El nombre había acudido a sus labios. Las últimas concentraciones urbanas antes del río. El coche pasó bajo el puente del tren y salió a un paisaje inesperado: inmuebles grises, fábricas, vías férreas… Marc recobró la confianza.
– Necesito gasolina.
El taxista le lanzó una mirada recelosa.
– Me he quedado sin nada -explicó Marc-. Tengo el coche más lejos. Busque un surtidor.
El taxi se detuvo en una gasolinera. Marc compró una lata y la llenó. En ese momento estalló una tormenta. Una lenta marea negra invadía el horizonte. Las nubes se estrellaban unas contra otras, lo que producía chispas malsanas de tonalidades de hematoma. Marc pensó en la isla de los muertos, cuando el monzón lo había acompañado en su último periplo. «Otra señal», se dijo.
Cogió un encendedor del expositor que estaba junto a la caja y pagó la cuenta. Después volvió corriendo al taxi mientras empezaba a llover.
– Continúe recto y coja la primera a la derecha.
Sus recuerdos se precisaban. De pequeño iba allí con otros niños, otros hijos de burgueses, para pasar miedo y para molestar a los perros y a los pobres.

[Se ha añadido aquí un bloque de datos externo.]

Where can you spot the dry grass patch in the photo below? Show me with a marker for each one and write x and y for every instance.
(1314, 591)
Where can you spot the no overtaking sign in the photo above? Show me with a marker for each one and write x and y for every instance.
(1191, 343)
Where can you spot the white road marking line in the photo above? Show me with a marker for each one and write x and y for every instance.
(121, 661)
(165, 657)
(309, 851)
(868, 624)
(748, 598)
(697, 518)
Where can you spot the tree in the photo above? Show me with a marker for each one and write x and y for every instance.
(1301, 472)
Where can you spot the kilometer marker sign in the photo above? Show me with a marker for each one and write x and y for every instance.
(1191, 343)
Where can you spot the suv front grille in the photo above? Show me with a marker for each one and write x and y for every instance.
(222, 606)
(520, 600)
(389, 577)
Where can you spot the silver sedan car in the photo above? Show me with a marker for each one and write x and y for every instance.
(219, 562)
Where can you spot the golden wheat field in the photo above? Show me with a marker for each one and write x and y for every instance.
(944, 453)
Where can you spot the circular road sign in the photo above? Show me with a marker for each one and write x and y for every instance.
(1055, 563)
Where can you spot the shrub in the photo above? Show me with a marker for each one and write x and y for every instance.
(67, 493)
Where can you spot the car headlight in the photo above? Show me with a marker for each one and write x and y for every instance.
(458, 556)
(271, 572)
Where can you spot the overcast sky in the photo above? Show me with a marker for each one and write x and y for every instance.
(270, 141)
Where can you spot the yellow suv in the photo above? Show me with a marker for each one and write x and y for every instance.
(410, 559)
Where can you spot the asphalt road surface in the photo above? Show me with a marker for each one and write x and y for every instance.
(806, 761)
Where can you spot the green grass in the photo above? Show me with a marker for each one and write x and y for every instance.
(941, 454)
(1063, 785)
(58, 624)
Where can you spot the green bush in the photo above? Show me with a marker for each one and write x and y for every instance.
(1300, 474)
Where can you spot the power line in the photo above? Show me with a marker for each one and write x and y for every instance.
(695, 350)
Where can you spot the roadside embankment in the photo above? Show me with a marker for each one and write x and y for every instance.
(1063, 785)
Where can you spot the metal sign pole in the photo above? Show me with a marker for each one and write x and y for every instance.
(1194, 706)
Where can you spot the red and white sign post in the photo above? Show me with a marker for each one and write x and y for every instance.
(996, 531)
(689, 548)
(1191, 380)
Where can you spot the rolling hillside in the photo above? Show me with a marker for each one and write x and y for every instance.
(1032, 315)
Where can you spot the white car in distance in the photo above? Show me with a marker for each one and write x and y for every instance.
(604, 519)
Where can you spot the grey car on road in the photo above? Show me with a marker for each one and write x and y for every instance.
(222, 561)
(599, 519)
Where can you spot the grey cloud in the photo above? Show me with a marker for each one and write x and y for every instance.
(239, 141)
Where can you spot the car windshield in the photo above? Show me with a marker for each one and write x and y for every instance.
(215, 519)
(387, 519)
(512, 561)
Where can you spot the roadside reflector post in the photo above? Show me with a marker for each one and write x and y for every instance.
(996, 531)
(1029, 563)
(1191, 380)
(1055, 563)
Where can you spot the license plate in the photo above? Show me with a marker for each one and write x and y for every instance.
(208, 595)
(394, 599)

El bulevar del Sena acababa en una calle desierta, delimitada por un lado por inmensas cubas y por el otro por casitas con las ventanas condenadas. Todo estaba intacto. Una Corte de los Milagros sin milagro…
Cuando vio las cubas negruzcas de las ciudades Komarov, ordenó:
– Pare aquí.
El taxista se mostraba cada vez más escéptico.
– Se lo advierto, no le espero.
Mientras le pagaba, Marc le repitió que tenía el coche aparcado un poco más lejos. Cuando bajó, la lluvia arreciaba. Densa, sombría, aceitosa. Se mezclaba con un polvo rojizo que subía del suelo al caer las gotas.
Dejó atrás los edificios de puertas desvencijadas y entró en la callejuela. Anduvo casi diez minutos, con los sobres en una mano y la lata de gasolina en la otra. Bordeaba una pared ciega, cubierta de pintadas y de anuncios de contactos rosa. Al fondo, el limo gris del Sena lo esperaba.
Llegó a una barrera roja y blanca en la que habían escrito con rotulador, con letras apretadas: «Señor, te pido perdón por mis pecados». Muy apropiado.
Pasó por debajo del obstáculo y se acercó a la orilla. Un camino de sirga, una franja de tierra estrecha y desierta. Enfrente, los espesos bosques de la isla Saint-Martin. El aislamiento del lugar, en plena ciudad, era sorprendente: una mezcla de pleno campo y abandono industrial. Estaba en ninguna parte y había llegado.
Bajó siguiendo el curso del río y continuó andando después de pasar unas enormes plataformas de amarre. Al otro lado, una gabarra herrumbrosa albergaba a unos okupas, cuyos perros ladraban bajo la lluvia. Era la única presencia viva en un kilómetro a la redonda. Se alejó y descubrió una «central de incendio», un edificio sin ventanas cuyos pilotes se hundían en el agua. Se metió bajo la estructura y se refugió al pie de uno de los pilares.